Repository files navigation

MOSS - Map of Open Source Science

License: Apache v2

Overview

The Map of Open Source Science (MOSS) is an open-source application and collaborative effort to model and map the domain of open-source research software and its intersection with academic scholarship. It aims to reveal the hidden connections within this ecosystem by constructing a rich knowledge graph that links software repositories, scholarly publications, researchers, and institutions. This is accomplished through a reproducible framework that uses structured data integration, overlapping web traversal, and graph construction strategies. The system is grounded in existing ontologies (e.g., OpenAlex topics, Schema.org entities) and uses context-driven rules to establish relationships, ensuring data provenance and consistency. By making these connections visible, MOSS helps answer critical questions about the impact, sustainability, and collaborative nature of open source in science.
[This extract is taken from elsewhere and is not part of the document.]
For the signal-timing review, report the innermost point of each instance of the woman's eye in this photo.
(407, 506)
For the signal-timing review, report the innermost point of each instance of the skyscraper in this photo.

This repository contains the backend services, API, and frontend application for the MOSS platform. It provides the tools to ingest data from sources like GitHub and OpenAlex, store it in a structured database, and expose it for analysis and exploration.

Key Features

  • Data Ingestion:
    • Repository Ingestion: Ingest GitHub repositories directly via URL, asynchronously as workers with keyword searches, or discover through connection traversal
  • Scholarly Linking:
    • DOI Extraction: Automatically extracts DOIs from repository files like README.md and CITATION.cff.
    • Publication Mapping: Resolves DOIs using the OpenAlex API to fetch detailed publication metadata.
    • Citation Traversal: Recursively processes citation networks (references and citations) to build a deeper graph.
  • Entity Tracking:
    • Comprehensive Modeling: Stores detailed information for repositories, repository owners (users/organizations), contributors, scholarly works, authors, and institutions.
    • Relationship Tracking: Models affiliations between authors and institutions, and dependencies from common package manager files (e.g., requirements.txt, package.json).
  • Data Provenance:
    • Discovery Chains: A robust DiscoveryChain system tracks the origin of every piece of data, recording how it was discovered and linked. This ensures transparency and reproducibility.
  • Asynchronous Processing:
    • Background Tasks: Leverages Celery and Redis to handle long-running processes like repository discovery and citation traversal without blocking the API.
  • Modern API:
    • FastAPI Backend: A high-performance RESTful API provides endpoints for triggering ingestion and querying the knowledge graph.
    • Interactive Docs: Automatic API documentation is available via Swagger UI and ReDoc.

Technology Stack

  • Backend: Python + uvicorn + FastAPI

  • Frontend: Node + React (Vite)

  • Package Managers: uv + pnpm

  • Database: PostgreSQL

  • Background Tasks: Celery

  • Message Broker / Cache: Redis

  • ORM: SQLAlchemy

  • Migrations: Alembic

  • HTTP Client: Requests

  • Logging: Python logging, concurrent-log-handler

  • Configuration: python-dotenv

  • API Clients: Custom clients for GitHub API v3 and OpenAlex API

  • Analysis (Optional): NetworkX, python-louvain

Prerequisites

Before you begin, ensure you have the following installed on your system:

  1. uv: Python package manager | uv - Install
  2. pnpm: Node package manager | pnpm - Install
  3. Docker: Containerization platform | Docker - Install (Recommended for simplified setup of PostgreSQL and Redis)

Setup

  1. Configure Environment:

    • Copy .env.example to .env and add your GITHUB_API_TOKEN. This is the only variable you need to change to get started.
    cp .env.example .env
    • Edit .env and add your GitHub Token. This is the only variable you need to change to get started.
    • GITHUB_API_TOKEN: Your GitHub Personal Access Token (PAT).
  2. Start Background Services: This command starts PostgreSQL and Redis using Docker Compose.

    docker compose up -d
  3. Set up the Database & Frontend:

    • This command, powered by poethepoet, runs database migrations and installs all frontend dependencies. It uses uv run to execute poe from the virtual environment without needing to activate it.
    uv run poe setup
  4. Run the Application:

    • This single command starts the API server, Celery worker, and frontend development server concurrently in one terminal.
    uv run poe start
    • To stop all services, press Ctrl+C.
  5. Access the Application:

    • The API documentation will be available at http://localhost:8000/docs.
    • The frontend will be available at the URL provided by the pnpm dev command (usually http://localhost:5173).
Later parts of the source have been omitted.